Il percorso verso la realizzazione del nuovo stadio del Cagliari si fa ancora una volta tortuoso. Dopo mesi di attese e confronti, sul tavolo emergono ora due ostacoli pesanti che rischiano di rallentare – se non complicare – l’intero iter: la richiesta del club di ottenere il diritto di superficie per mezzo secolo e il canone annuo fissato a 50mila euro, ritenuto non congruo dall’Amministrazione comunale.
La questione è tornata con forza al centro del dibattito politico cittadino durante la seduta del Consiglio comunale a Palazzo Bacaredda, dove l’assessore allo Sport Giuseppe Macciotta ha risposto all’interrogazione presentata dall’opposizione sul Piano economico finanziario depositato dal Cagliari Calcio, un documento da 218 milioni di euro che rappresenta l’ossatura dell’intero progetto.
Il chiarimento dell’Amministrazione
Macciotta ha voluto innanzitutto precisare i confini procedurali dell’iter: il Pef è stato presentato a metà dicembre e, in questa fase, l’istruttoria spetta esclusivamente alla Giunta e agli uffici competenti. Solo dopo le verifiche preliminari potrà eventualmente arrivare una dichiarazione di pubblico interesse e il successivo coinvolgimento del Consiglio comunale.
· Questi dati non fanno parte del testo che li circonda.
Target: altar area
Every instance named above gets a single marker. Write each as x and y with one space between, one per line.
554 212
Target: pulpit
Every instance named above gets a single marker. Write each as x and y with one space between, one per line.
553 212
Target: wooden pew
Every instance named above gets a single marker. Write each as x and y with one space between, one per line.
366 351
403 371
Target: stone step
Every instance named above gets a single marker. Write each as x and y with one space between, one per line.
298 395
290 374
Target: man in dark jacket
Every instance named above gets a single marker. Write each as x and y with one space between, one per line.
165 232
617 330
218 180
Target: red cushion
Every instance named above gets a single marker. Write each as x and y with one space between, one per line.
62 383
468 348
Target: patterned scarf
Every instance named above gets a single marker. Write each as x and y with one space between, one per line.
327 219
Un punto su cui l’assessore è stato netto: non si tratta di un semplice passaggio burocratico. Prima di qualsiasi discussione politica, il piano deve essere valutato in termini di sostenibilità economica e tutela dell’interesse pubblico, con possibili passaggi successivi anche al Ministero dell’Economia e all’Autorità anticorruzione.
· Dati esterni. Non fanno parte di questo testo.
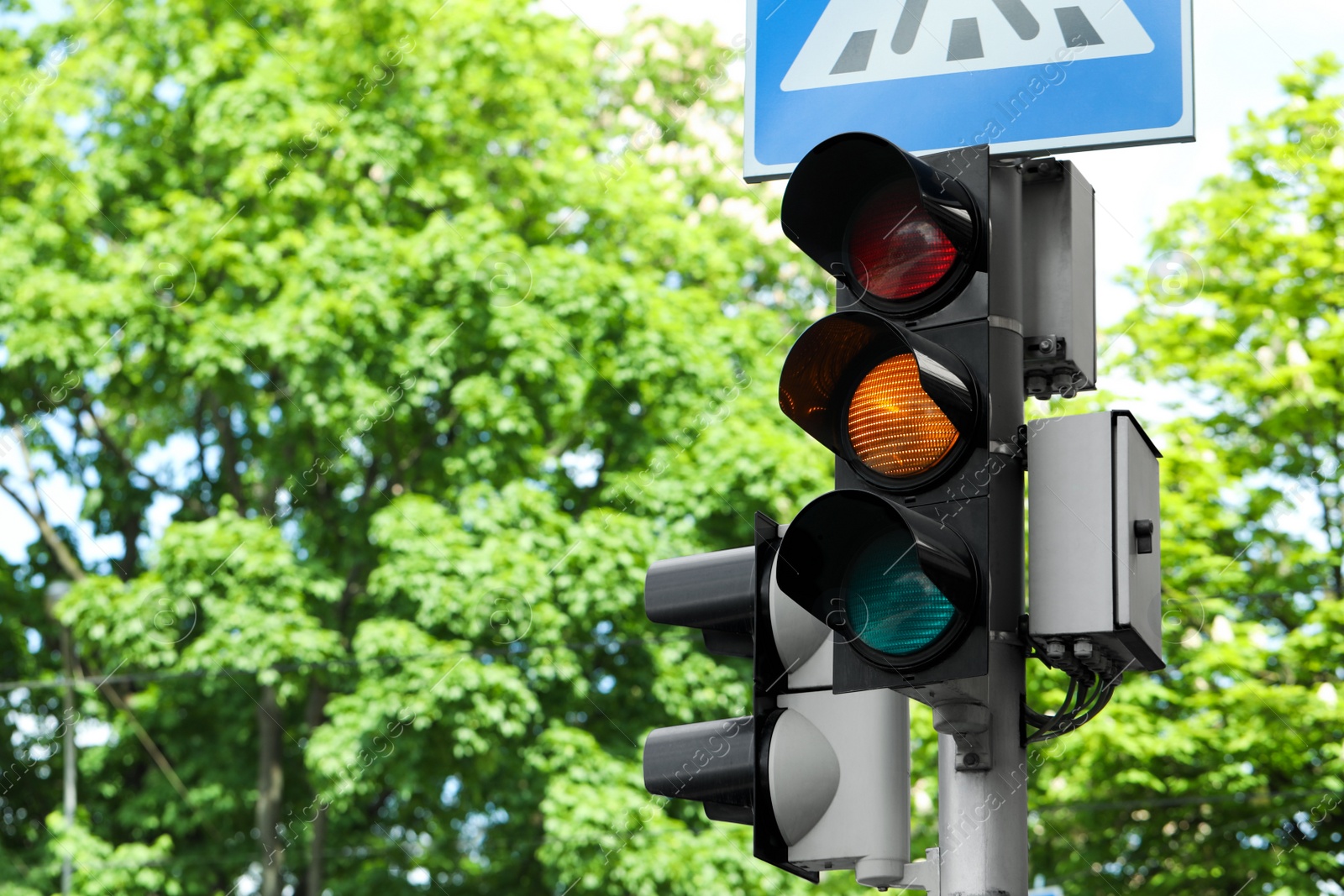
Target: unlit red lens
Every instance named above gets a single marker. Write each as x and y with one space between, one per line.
895 429
897 251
Le due criticità principali
Entrando nel merito, Macciotta ha indicato chiaramente le due riserve sollevate dall’Amministrazione:
Il canone annuo: i 50mila euro proposti dal Cagliari sono giudicati insufficienti rispetto al valore complessivo dell’operazione. Secondo la Giunta, non rispondono ai criteri di economicità e non garantiscono un adeguato ritorno per la collettività.
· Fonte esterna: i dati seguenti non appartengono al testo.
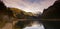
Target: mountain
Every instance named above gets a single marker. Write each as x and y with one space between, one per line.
53 12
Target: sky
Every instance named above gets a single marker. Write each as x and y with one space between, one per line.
35 25
34 6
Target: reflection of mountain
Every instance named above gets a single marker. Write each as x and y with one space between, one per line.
53 11
21 14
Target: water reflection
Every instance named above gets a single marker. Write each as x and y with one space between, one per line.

Il diritto di superficie per 50 anni: è il punto più delicato. Il club chiede di poter disporre dell’impianto tramite questo strumento giuridico, ma il Comune ha espresso un dissenso netto. L’Amministrazione ritiene che la proprietà debba restare in capo alla città per tutta la durata della concessione, per evitare rischi legati a eventuali inadempienze della società e possibili azioni dei creditori sull’impianto.
Secondo l’assessore, concedere il diritto di superficie significherebbe perdere il controllo dello stadio per mezzo secolo, esponendo l’ente pubblico a scenari complessi e potenzialmente pericolosi sul piano patrimoniale.
Il confronto politico
Il dibattito non è rimasto confinato all’aula. Dai banchi dell’opposizione, in particolare, è arrivata la richiesta di maggiore coinvolgimento del Consiglio comunale fin dalle prime fasi. Ma la risposta dell’assessore è stata ferma: la procedura prevede che il Pef venga prima vagliato dagli uffici e dalla Giunta, e solo successivamente sottoposto all’assemblea cittadina.
Una posizione che ha alimentato la polemica, ma che l’Amministrazione difende come garanzia di correttezza istituzionale e trasparenza.
Uno spiraglio per il futuro
Nonostante la rigidità sui due punti contestati, Macciotta ha lasciato aperta una porta al dialogo: le modifiche richieste sono considerate condizioni necessarie per far proseguire l’operazione. In altre parole, il progetto del nuovo stadio non è bocciato, ma deve essere ricalibrato.